APS 125: Genetics Flashcards
Give three mutations that occur at the genome level
Polyploidy - 2 sperm fertilise one egg at excatly the same time, 3 sets of chromosomes have more than the normal number of chromosomes
Aneuploidy - one extra or one fewer single chromome
Translocation - exchange of parts of non-homologus chromosomes
Deletions - part of a chromome is deleted
Inversions - part of a chromome breaks off, repaired but the wrong around
There are three types of aneuploidy what are they
Nullisomy - both members missing
Monosomy - one member missing
Trisomy - one extra (e.g. Trisomy 21= Down syndrome)
What type of chromosome does anneuploidy have a different effect on?
Sex chromosomes, women can survive with only one X chromome
Gives reasons as to why the garden pea is a good organism for genetic studies
Many easily identifiable binary traits Easily available and very cheap Short generation time Large number of progeny Self fertilisation Easy to manipulate
What was mendels first cross with peas? And the second?
Crossed purple flowers with white flowers, all progeny were purple
Second cross he crossed this generation with each other. 705 purple to 224 white plants basically 3:1 ratio
What were Mendels reasonings for the results of his first genetic cross
There must be two versions of a gene which he called alleles
An organism must inheit two alleles
Alleles must be dominant or recessive
Alleles segregate during gamete production
What is mendels first law?
Two members of a gene pair segregate from each other during the formation of gametes.

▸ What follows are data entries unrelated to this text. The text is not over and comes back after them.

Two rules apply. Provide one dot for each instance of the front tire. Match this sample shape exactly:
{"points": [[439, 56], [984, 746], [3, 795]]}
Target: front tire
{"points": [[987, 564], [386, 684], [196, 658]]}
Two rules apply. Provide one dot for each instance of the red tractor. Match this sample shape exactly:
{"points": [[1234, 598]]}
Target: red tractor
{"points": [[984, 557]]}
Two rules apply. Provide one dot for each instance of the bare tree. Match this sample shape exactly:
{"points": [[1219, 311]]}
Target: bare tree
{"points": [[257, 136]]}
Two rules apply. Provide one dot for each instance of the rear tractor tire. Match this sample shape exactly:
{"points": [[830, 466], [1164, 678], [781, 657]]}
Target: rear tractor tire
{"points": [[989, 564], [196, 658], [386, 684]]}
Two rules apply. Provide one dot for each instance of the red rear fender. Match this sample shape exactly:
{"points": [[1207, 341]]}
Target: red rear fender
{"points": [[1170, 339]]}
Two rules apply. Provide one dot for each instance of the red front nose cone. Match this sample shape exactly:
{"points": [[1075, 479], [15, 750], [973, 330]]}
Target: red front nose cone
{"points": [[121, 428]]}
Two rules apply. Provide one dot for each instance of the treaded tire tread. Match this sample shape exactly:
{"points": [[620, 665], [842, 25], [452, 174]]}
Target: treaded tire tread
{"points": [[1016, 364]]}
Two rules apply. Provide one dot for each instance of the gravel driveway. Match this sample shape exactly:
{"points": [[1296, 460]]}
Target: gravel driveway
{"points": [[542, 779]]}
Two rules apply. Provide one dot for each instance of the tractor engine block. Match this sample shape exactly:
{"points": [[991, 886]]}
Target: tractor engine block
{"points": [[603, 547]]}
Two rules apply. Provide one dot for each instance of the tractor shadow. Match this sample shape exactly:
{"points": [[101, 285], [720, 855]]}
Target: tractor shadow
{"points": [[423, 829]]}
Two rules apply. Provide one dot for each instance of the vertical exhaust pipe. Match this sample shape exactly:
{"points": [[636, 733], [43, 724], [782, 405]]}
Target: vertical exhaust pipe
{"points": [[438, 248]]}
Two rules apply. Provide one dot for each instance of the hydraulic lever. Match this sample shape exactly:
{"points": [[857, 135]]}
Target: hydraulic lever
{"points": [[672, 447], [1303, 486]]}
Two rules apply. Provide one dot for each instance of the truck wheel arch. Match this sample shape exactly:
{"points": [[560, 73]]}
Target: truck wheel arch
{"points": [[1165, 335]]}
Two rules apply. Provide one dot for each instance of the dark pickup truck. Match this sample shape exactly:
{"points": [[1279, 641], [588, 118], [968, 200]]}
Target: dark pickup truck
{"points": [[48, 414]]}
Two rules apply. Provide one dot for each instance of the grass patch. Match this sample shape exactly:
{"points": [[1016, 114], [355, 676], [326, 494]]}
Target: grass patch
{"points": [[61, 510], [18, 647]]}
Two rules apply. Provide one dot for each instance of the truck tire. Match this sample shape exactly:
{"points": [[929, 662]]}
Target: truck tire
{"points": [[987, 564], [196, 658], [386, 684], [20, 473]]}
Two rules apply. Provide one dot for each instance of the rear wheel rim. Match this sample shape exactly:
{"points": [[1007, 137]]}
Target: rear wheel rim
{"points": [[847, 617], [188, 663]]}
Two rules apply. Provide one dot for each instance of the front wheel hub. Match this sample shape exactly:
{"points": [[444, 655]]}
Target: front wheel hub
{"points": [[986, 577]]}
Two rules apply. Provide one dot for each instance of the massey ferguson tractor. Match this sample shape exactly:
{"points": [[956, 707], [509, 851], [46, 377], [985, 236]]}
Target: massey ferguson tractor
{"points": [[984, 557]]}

Half carry one other half carries the other
What is Mendels second law
Alleles of different genes segregate independently of each other (except when on the same chromosomes)
When was mendels work published?
1866
In the 1900s mendels work lead to debate between biometricians and mendelians. Who wrote a paper that eneded this controversy
Fisher
What is the scientific term for an inbred relationship?
Consanguineous
What are the 5 basic mendelian possibilities?
Autosomal dominant Autosomal recessive X linked recessive X linked domimant Y linked
Give some examples of autosomal dominant features
Achondroplasia - dwafism
Polydactyl
Widows peak
Hairy mid digit
Describe the causes of the autosomal recessive disease cystic fibrosis
CFTR gene mutated a delta 508, 3bpndeletion causes a non function enzyme
Describe the spread of effect on different genders for an X linked domiant disease
Any child of an effected female has a 50% chance
All female offspring of a male with the disease will be effected
No male children of a male effected will be effected
Describe X chromosome inactivation
Y chromosome shorter than X
In females one X chromosome is inactivated (lyonization)
In each cell this occurs randomly
All daughter cells will have the same x inhibited
Why are drosophila useful for genetic studies
Easy to rear
Rapid generation time
Model organism - lots of genetic info about them
Describe the crosses done by morgans lab to work out ehich chromome the eye colour gene lies on
Red eyed male crossed with red eyed female - all red eyes
Therefore Red is dominant to white
Crossed F2 red eyed female with white eyed male
All females red eyes, 50:50 split between males for eye colour
2nd cross
White eyed female crossed with red eyed male, all males white eyed, all females red eyed
Crossed F2 red eyed female with white eyed male got a 1:1:1:1 ratio
How many genes are on humans 23 chromosomes? Comapred to that of drosophilas 4
20,000
14,000
What is the main cause for genotypes to not meet the predicted values?
Recombination
How do you work out a recombination factor? What is the measured and what does it work out?
Add up recombinants (i.e. Those with unexpected genotypes) and divide by total offspring. Measured in cM and measures the distance between genes
Describe how you build a genetic map using recombination factors
Calculate a recombination factor between gene 1 and 2
Repeat for gene two and 3
Then for 1 and 3
The recombination factors are additive hence draw on number lines and work out which one combination of distances is correct
What is an additional step that must be taken when building a genetic map of two genes that are far away from one and other?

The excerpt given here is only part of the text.